Congress funds two separate areas: General Defense Intelligence and tactical operations. A big challenge is to cross these funding lines seamlessly.

MIDB is a relational (Sybase) database containing general defense intelligence (military strategic) information on the order of battle down to the unit level for active countries or the army or division level for other countries. MIDB is an all source DBMS and is used especially as a tactical feed, to populate and then feed to tactical C4I operations. The structure and most of the content is unclassified. Access is limited to those with a need to know, like intelligence analysts. MIDB supports a specific number of operational functions like planning, exploitation, … MIDB contains 95% of the general military intelligence data. Inputs come from SIGINT, HUMINT, MAGINT, MASINT (signal, human, ?, ? INTelligence).

MIDB contains a huge variety of data but not imagery or tactical information (like mission planning, another command does the latter) -- including air, ground, space, where are the sensors, who talks to who, airfield information, lines of communication, nuclear industry raw materials, processing, chemical industry, chem-bio industry, electrical industry, military production, who sells to who, medical, hospital, vets, military geography, orphanages, safe houses, population centers, growth rate, air field intelligence, lighting on runway, characteristics and performance, merchant ships of interest, strike assessment, length, width, elevation but not imagery. They do not duplicate NIMA. Not all queries are geospatial - might just use country code CC = Zaire. Contains no data on U.S. persons or places (by law). On the other hand, they can feed CAD tools to do 3D walk-throughs of buildings. Q: Is Zaire in there? A: cannot say. Provides metadata to access other DBMSs. Metadata includes how long is that field. There may be a lot or a little stored about eye color.

MIDB is populated from many source DBMSs and an army of intelligence analysts reading newspapers. Analysts not only read MIDB but also write to it so it is a central resource on their desktop, integrated into the way they work. There is a menu-driven GUI. Analysts typically want to get at any or all parts of the database. Still working to get tactical level to send information back up to national level. DoD data dictionary strategy is based on a common DoD schema, people push data up the hierarchy. MIDB has 27 main entities and 300 tables. There are many taps into data sources - many stored queries, graphs, timeline analyses, visual flows (bauxite mining, aluminum plant, airplane production). There are many flows: image - exploit - report - MIDB; image via analyst to MIDB, more.

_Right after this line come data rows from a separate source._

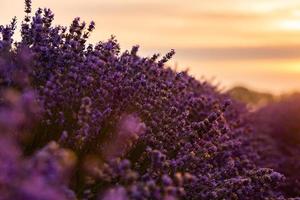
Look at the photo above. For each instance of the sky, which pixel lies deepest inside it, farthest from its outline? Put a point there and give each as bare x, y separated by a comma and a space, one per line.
254, 43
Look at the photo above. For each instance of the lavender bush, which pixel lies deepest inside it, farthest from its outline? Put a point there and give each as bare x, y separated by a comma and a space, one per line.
277, 134
83, 121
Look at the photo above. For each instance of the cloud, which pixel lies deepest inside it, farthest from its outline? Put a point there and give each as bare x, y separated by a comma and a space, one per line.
241, 53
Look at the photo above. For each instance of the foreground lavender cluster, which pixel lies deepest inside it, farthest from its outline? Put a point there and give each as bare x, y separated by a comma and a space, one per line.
88, 122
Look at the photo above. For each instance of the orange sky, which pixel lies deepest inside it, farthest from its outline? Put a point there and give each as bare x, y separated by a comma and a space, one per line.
250, 42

Data has certainty factors, is entered by people, has data on every country, is in the gigabyte range, many operations are batch mode. MIDB is a heavily edited DBMS. MIDB represents coordinates in 1000ths of seconds (against future need) though users cannot tell if 1000 is accurate to 1 or 3 decimal places. Error ranges are kept as circles or ellipses, numeric ranges for plant capacity. There are logic edits to avoid typos but analyst can override or further refine. Location data small compared to mapping databases. Has very wide tables. Does not store polygons - another table with polygons. If it is known some entity is at location A or B then that is stored at A with confidence = tenuous, same with B. Annotations (relationships) on any field so Table is tied via a TIE field to other tables. Here is where you add extra-schema information like "its got cathedral ceilings." Double linked back from other table to implement bi-directional relationships.

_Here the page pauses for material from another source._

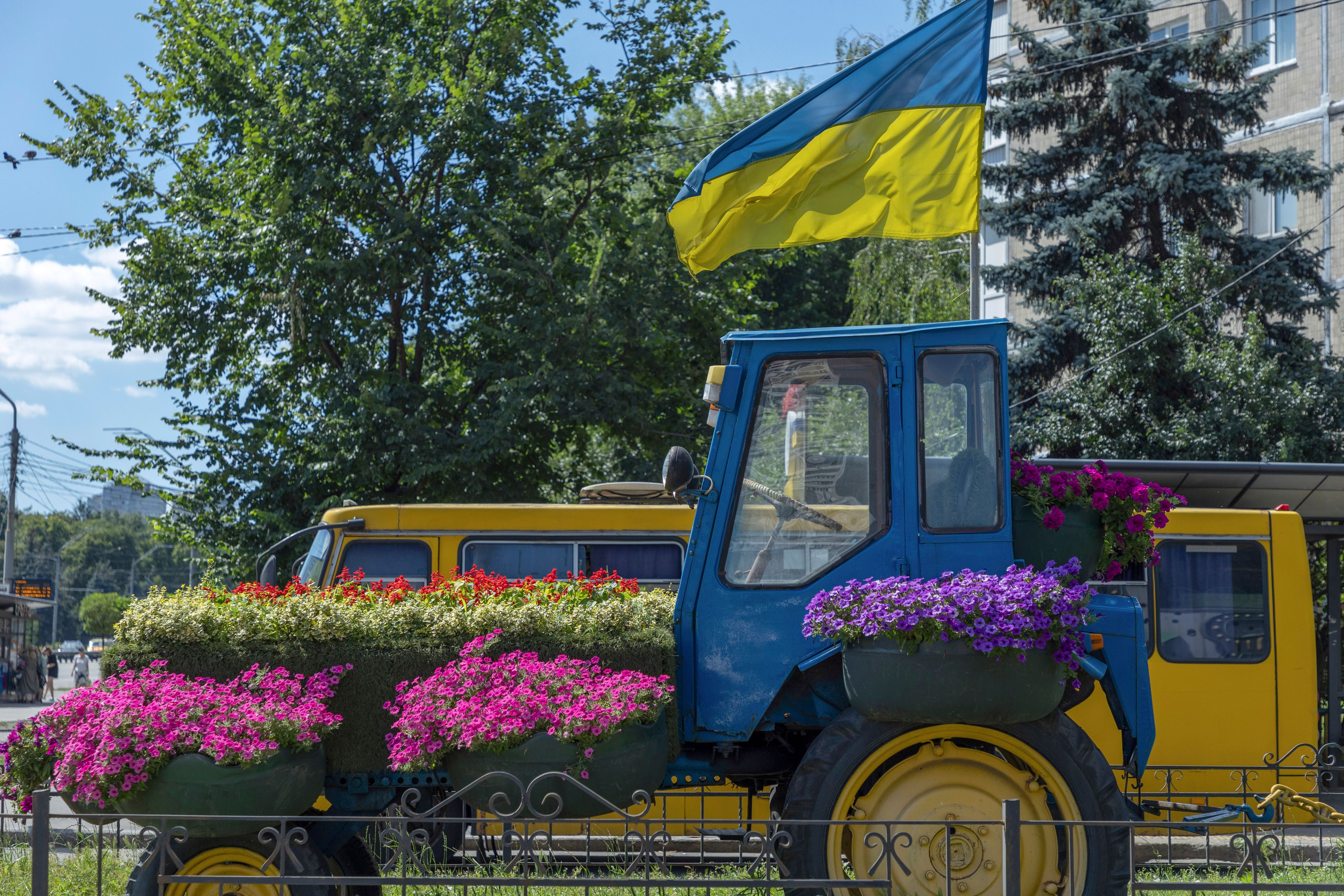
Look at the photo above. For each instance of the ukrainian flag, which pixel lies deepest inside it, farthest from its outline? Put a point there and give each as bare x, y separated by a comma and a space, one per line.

MIDB is implemented with Sybase system 11. DeWitt says it does not do joins well, has tiny pages, is 2-3 years behind Oracle on handling spatial data, is limited to 16 constraints per table where Amy wishes she had 80, might not be a major DBMS player in 3 years. They have experimental ports to Oracle, not a huge problem. One reason for Sybase is the intel community uses it but the S&T? community uses Oracle. There are actually around 20 semi-consistent replicas of the MIDB database at different production centers located geographically. Exchange of updates is weekly outside your theatre but daily and hourly updates are possible. Every user is a producer. Someone owns the data but others can nominate changes based on observations like "I saw nine tanks and you list only six." This information is stored as unofficial until accepted by owner but the ID of the observer is also stored (server id, user id). There is also a history table.

MIDB has a legacy constraint to tie to data sources containing text so some of the design that might at first seem stupid is motivated by this requirement. There is one interface control document. MIDB 2.0 schema became available Feb96. It took 2-3 years to go from MIDB 1.0 to 2.0. Previously, the Air Order of Battle has 75 specialized products. MIDB makes schema changes once a year but more often if county boundaries change. Schema changes break some apps - traumatic. They try to anticipate future requirements up to three years out - for instance, adding satellite fields.

Users ping MIDB on timeliness, population and querying.

Amy mentioned MIG, Judy Albright (DISA) as R&D effort at tactical level, not natilal but occasionally national. MIDB is used to establish base data in the field. How to get data to field - straight data load or intermediary. MIDB format identical in each theater. If field will update MIDB in a disciplines way then MIDB can be the mother of all databases. Amy mentioned there are lots of political obstacles before we can have a global geospatial DDB. Commands have a dominant vote.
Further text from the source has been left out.